Sesugguhnya, sebanyak yang kita inginkan, kehidupan virtual bukanlah kehidupan kita. Perbedaan antara diri Anda yang nyata dengan diri Anda yang disimulasikan. Anda tidak dapat mengubah siapa diri Anda hanya dengan mengembangkan jenis kehidupan virtual tertentu. Sentimen ini mungkin tampak mengejutkan bagi generasi yang terbiasa mengembangkan kepribadian virtual yang dibuat dengan cermat. Tetapi banyak dari kita juga akan sangat menyadari bahwa ada perbedaan antara 'orang' yang dipamerkan kepada dunia online dan diri kita yang sebenarnya.
Mungkin yang paling penting, memasukkan diri ke metaverse dan melibatkan ke dalam 'dunia yang tidak lebih penting daripada yang dapat dibangun orang'. Orang-orang yang dimaksud, dalam kasus metaverse, adalah orang-orang Facebook sendiri. Jika memang benar bahwa Zuckerberg dan timnya lebih peduli pada keuntungan daripada penggunanya, kita harus secara serius mempertanyakan apakah kita ingin menjadi bagian dari alam semesta simulasi yang mereka rancang. Retorika Zuckerberg tentu saja menunjukkan bahwa tujuan dari metaverse adalah untuk memberi kita kegembiraan. Tapi mungkin saja ini bukan tujuan metaverse Zuckerberg sama sekali. Lagi pula, berapa banyak dari kita yang benar-benar menikmati sebagian besar (jika ada) pengalaman online kita hingga hari ini?
Namun, kita tidak boleh lupa bahwa metaverse bukanlah realitas virtual yang netral--ini adalah platform yang secara hati-hati dikuratori dan dipromosikan oleh perusahaan swasta. Kita mungkin menikmati garis antara apa yang nyata dan apa yang tidak, memanjakan diri kita dengan skenario hipotetis dan membayangkan hidup kita berbeda. Hal itu bisa menimbulkan risiko yang tidak boleh kita abaikan. Kemampuan Facebook untuk mengalihkan perhatian kita dan membajak perhatian kita didokumentasikan dengan baik, dan ada bahaya bahwa lanskap digital yang lebih menarik bisa menjadi lebih mengganggu, sehingga merugikan kesehatan mental dan fisik kita. Terlebih lagi, bahkan tanpa teknologi realitas virtual, internet sudah memiliki kemampuan untuk membuat garis antara kebenaran dan kepalsuan menjadi tidak jelas, atau bahkan sepenuhnya membalikkan sebuah spektrum.

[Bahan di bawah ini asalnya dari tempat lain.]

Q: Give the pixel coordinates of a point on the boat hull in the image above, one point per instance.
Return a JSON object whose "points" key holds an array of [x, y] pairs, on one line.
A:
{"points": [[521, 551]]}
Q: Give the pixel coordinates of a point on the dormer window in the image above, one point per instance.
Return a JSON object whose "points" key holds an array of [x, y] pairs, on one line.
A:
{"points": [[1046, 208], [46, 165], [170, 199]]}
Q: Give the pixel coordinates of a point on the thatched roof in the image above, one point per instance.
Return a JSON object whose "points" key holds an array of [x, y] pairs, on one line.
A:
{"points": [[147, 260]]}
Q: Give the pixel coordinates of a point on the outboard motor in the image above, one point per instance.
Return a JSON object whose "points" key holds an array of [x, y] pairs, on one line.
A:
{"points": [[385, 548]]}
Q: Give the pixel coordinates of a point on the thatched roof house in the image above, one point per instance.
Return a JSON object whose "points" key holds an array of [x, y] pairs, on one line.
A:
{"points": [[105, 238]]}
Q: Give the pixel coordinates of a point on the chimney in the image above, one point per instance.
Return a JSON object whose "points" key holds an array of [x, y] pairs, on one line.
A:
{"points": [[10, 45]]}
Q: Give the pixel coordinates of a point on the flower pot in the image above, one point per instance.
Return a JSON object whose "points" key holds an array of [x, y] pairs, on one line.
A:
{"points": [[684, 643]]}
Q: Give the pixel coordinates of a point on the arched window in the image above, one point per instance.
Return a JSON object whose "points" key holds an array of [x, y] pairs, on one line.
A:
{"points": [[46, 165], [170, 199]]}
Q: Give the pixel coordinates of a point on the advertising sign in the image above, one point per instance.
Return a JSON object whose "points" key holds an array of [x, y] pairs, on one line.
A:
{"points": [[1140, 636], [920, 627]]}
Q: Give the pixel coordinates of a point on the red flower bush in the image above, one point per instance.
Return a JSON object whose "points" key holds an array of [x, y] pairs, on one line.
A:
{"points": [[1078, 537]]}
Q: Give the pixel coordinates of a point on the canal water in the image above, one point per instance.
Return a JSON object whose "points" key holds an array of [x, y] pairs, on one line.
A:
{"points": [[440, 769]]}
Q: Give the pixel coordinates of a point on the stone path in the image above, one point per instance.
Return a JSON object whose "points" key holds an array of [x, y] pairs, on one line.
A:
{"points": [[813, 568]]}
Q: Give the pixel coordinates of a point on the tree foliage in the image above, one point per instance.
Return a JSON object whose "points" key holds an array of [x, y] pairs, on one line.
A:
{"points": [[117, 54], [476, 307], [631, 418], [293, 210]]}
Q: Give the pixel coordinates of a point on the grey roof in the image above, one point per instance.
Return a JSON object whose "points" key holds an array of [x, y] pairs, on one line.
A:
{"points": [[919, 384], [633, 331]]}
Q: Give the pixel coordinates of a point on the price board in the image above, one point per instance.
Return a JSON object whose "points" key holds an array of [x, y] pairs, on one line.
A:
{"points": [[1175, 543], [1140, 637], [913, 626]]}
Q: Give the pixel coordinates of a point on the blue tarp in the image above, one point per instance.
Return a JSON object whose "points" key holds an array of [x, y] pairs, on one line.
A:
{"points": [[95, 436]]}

Dan, kita tidak boleh lupa bahwa dalam banyak kasus Facebook baru-baru ini, dari semua kelompok yang didedikasikan untuk kesalahan informasi soal vaksin. Secara intrinsik tidak ada yang salah dengan terlibat dalam fantasi 'dunia lain', tetapi ketika mereka dikendalikan oleh perusahaan swasta, didorong oleh motif yang sering tidak selaras dengan kepentingan kita sendiri, kita harus berpikir dengan sangat hati-hati untuk memasukinya. Dengan kata lain, kita harus berpikir dua kali sebelum menghubungkan ke 'experience machine' Zuckerberg: Metaverse.